The modeling process begins with embedded feature selection, where predictors are chosen using the training data and validation set. This step is particularly important for the Random Forest algorithm, as it helps identify the most relevant variables before training.
Unlike the other models, Random Forest is implemented with sequential updating, meaning that each forecast incorporates all available data up to the forecast point. As new data becomes available, it is added to the training set, enabling the model to remain responsive to evolving patterns. However, the original feature set and hyperparameters—selected during initial training—remain fixed throughout the forecasting horizon. This setup balances adaptability with consistency, ensuring that the model adjusts to new information while preserving its foundational structure.
LASSO and Ridge regression models follow a similar structure, trained on the training and validation datasets. Their penalty terms are tuned based on performance on the validation sample.
Once optimal configurations are established, all models are evaluated on a reserved out-of-sample dataset to assess their forecasting performance.
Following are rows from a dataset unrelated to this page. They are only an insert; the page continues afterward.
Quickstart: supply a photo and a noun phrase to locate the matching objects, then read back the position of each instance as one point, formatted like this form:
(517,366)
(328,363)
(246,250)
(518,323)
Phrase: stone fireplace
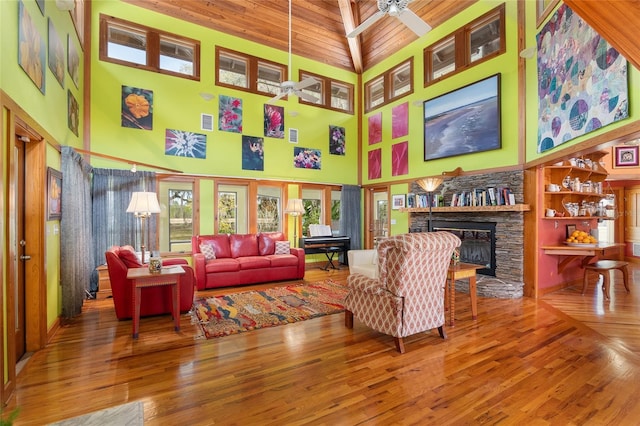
(508,273)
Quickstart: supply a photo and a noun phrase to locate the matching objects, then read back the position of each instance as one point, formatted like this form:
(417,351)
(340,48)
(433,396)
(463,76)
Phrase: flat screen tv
(463,121)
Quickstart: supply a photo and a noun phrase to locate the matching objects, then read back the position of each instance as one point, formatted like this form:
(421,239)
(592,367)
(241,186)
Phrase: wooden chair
(408,295)
(604,267)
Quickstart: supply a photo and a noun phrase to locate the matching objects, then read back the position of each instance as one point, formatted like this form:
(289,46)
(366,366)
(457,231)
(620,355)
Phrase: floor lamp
(430,185)
(295,208)
(143,205)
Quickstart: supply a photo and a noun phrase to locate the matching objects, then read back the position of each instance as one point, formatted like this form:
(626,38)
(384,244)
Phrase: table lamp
(142,205)
(294,208)
(430,185)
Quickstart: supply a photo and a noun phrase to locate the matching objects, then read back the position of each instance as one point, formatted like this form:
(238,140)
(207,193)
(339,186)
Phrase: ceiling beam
(349,25)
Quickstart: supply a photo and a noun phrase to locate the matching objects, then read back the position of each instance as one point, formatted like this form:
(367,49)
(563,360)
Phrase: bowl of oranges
(581,239)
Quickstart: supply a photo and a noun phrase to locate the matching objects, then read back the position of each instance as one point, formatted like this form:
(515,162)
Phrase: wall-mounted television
(463,121)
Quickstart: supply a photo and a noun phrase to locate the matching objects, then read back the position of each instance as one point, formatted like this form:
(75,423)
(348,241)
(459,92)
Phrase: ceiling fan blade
(307,96)
(414,22)
(366,24)
(309,81)
(277,98)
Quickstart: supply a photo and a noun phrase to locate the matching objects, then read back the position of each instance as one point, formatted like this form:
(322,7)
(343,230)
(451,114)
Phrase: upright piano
(329,245)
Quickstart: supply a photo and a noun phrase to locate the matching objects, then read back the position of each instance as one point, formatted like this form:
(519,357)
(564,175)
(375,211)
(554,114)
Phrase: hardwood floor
(567,359)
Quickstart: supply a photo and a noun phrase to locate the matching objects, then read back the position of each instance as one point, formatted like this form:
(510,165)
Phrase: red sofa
(245,259)
(155,300)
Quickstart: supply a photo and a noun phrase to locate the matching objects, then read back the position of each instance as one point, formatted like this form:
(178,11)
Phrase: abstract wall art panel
(582,80)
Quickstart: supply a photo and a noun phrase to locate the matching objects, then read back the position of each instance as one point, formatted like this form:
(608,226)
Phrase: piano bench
(330,252)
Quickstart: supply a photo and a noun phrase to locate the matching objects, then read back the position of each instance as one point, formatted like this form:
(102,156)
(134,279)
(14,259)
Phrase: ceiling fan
(398,9)
(290,87)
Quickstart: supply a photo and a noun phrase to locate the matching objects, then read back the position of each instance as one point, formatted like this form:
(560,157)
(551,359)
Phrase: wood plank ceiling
(317,28)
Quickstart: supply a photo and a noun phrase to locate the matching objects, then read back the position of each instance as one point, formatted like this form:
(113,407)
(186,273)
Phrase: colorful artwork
(375,164)
(185,144)
(73,61)
(375,128)
(273,121)
(31,48)
(307,158)
(582,80)
(400,120)
(252,153)
(56,54)
(400,159)
(230,114)
(336,140)
(137,108)
(73,113)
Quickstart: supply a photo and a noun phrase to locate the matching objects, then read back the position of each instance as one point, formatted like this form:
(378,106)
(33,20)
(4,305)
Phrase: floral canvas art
(400,120)
(137,108)
(56,54)
(230,114)
(307,158)
(252,153)
(375,128)
(273,121)
(185,144)
(375,164)
(31,48)
(336,140)
(582,80)
(400,159)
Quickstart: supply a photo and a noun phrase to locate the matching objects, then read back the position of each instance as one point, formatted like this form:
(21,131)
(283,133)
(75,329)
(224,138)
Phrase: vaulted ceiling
(318,27)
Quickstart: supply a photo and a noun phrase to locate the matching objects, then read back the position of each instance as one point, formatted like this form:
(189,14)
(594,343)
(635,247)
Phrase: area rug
(250,310)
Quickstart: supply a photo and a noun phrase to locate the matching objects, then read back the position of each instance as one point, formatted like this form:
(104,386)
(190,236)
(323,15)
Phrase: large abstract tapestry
(582,80)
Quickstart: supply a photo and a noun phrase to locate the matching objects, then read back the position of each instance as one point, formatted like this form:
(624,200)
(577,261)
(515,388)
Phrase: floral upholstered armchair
(408,295)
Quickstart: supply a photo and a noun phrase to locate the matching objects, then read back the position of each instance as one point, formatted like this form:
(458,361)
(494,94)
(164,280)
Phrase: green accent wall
(178,105)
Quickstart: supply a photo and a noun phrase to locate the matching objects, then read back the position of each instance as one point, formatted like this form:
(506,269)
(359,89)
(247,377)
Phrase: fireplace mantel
(469,209)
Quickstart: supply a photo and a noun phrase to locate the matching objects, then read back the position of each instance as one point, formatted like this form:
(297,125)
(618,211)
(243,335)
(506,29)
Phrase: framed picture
(464,121)
(625,156)
(54,194)
(397,201)
(543,9)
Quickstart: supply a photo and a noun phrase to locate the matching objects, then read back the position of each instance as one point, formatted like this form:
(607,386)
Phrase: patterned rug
(250,310)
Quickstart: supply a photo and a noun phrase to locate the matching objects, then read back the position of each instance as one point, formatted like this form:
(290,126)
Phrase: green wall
(177,105)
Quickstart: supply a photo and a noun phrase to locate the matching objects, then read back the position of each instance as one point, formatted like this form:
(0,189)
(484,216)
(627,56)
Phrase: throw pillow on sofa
(208,251)
(282,247)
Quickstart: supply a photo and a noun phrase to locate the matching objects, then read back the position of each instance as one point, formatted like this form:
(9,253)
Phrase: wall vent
(206,122)
(293,135)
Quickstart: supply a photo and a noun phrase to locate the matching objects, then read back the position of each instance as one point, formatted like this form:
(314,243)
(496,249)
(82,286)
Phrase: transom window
(249,73)
(130,44)
(389,86)
(331,94)
(480,40)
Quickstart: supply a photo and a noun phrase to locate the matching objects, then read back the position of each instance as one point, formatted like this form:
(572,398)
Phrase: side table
(457,272)
(141,278)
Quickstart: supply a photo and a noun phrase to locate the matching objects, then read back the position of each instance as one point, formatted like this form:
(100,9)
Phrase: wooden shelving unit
(470,209)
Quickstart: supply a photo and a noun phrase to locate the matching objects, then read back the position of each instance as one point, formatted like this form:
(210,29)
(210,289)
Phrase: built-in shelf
(507,208)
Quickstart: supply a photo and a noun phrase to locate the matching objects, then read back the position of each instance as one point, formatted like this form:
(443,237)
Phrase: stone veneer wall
(508,282)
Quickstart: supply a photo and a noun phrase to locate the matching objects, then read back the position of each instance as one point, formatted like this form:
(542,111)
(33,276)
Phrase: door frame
(35,233)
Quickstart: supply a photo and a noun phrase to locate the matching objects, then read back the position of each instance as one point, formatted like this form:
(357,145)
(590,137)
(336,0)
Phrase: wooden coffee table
(141,278)
(459,272)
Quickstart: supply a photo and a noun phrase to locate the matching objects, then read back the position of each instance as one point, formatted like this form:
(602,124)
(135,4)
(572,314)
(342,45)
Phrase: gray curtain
(76,254)
(112,225)
(351,215)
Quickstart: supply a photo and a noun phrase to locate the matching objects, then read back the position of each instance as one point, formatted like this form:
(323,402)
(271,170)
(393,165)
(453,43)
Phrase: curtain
(76,255)
(350,214)
(112,225)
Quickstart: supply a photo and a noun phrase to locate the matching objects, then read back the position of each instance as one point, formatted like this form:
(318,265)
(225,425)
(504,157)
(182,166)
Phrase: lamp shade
(143,204)
(294,207)
(429,184)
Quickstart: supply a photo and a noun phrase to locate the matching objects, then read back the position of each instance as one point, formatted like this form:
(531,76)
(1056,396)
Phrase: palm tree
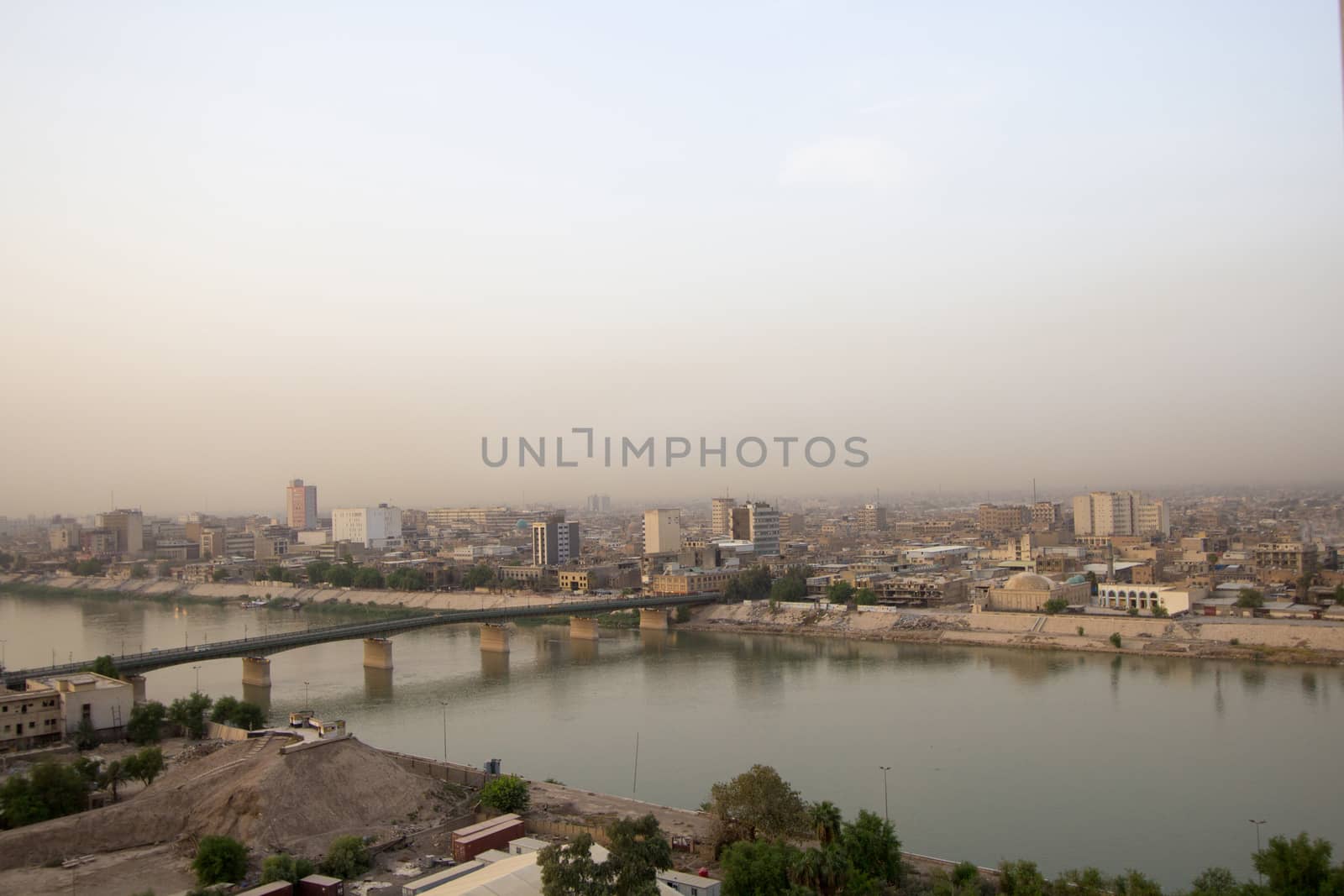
(826,821)
(113,777)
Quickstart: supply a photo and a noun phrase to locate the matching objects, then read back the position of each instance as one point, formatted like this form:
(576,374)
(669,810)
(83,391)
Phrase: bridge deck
(265,645)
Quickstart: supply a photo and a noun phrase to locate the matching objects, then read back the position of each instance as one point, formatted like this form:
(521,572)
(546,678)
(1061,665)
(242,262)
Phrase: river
(1068,759)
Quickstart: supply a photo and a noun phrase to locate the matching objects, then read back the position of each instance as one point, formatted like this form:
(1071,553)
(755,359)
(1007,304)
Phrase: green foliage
(638,852)
(1250,598)
(219,860)
(759,802)
(870,842)
(188,714)
(342,575)
(477,577)
(347,857)
(87,738)
(145,723)
(839,591)
(407,579)
(286,867)
(145,765)
(507,793)
(757,868)
(367,578)
(49,790)
(1297,867)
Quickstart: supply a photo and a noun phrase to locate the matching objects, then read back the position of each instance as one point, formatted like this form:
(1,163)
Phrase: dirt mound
(246,790)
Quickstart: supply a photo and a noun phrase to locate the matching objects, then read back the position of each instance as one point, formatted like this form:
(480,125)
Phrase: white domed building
(1028,593)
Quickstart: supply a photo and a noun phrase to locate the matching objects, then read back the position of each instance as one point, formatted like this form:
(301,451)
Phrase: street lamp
(1257,844)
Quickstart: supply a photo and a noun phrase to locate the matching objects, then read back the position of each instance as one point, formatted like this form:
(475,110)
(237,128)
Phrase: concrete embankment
(1283,641)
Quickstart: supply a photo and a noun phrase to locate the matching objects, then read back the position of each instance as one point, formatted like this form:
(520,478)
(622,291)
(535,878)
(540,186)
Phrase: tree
(826,821)
(477,577)
(49,790)
(190,714)
(1250,598)
(761,802)
(407,579)
(219,860)
(346,857)
(112,777)
(507,793)
(145,765)
(1297,867)
(145,723)
(1021,879)
(839,591)
(367,578)
(1215,882)
(871,846)
(104,667)
(757,868)
(342,577)
(286,867)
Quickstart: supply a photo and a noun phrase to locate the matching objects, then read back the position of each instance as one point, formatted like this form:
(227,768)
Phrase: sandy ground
(1284,641)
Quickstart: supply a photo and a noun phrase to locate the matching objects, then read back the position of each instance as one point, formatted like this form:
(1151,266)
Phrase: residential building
(1110,513)
(30,718)
(129,527)
(1003,517)
(302,506)
(378,528)
(663,531)
(555,542)
(721,516)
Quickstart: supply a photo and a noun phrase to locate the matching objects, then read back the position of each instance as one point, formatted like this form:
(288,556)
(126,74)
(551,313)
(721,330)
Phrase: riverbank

4.6.3. Univariate Time Series Models
The specification of the AR(p) model was guided by analyses of the Autocorrelation Function (ACF), Partial Autocorrelation Function (PACF), and the Bayesian Information Criterion (BIC). The SARIMA model was similarly determined using these diagnostics. Both models rely on maximum likelihood estimation, and alternative estimation techniques were not explored. As forecasts are generated, the models are updated sequentially, re-estimating the coefficients while keeping the selected hyperparameters fixed. The optimal hyperparameter configurations for each model are presented in
Figure 8.
Sequential Updating Procedure.
All models are evaluated in a real-time forecasting framework using a sequential updating approach. At each time point t, models are retrained on all data available up to t, and forecasts are produced for t + h. As new observations become available, the training window expands accordingly. For the AR(p) and SARIMA models, only the coefficients are re-estimated at each step, while the model orders remain fixed. In the case of LASSO, Ridge, and Random Forest, feature selection and hyperparameters are pre-determined and held constant, with models re-fitted sequentially. LSTM models are retrained at each step using a fixed architecture and consistent hyperparameter settings. This procedure ensures a fair and dynamically updated out-of-sample evaluation across all model types.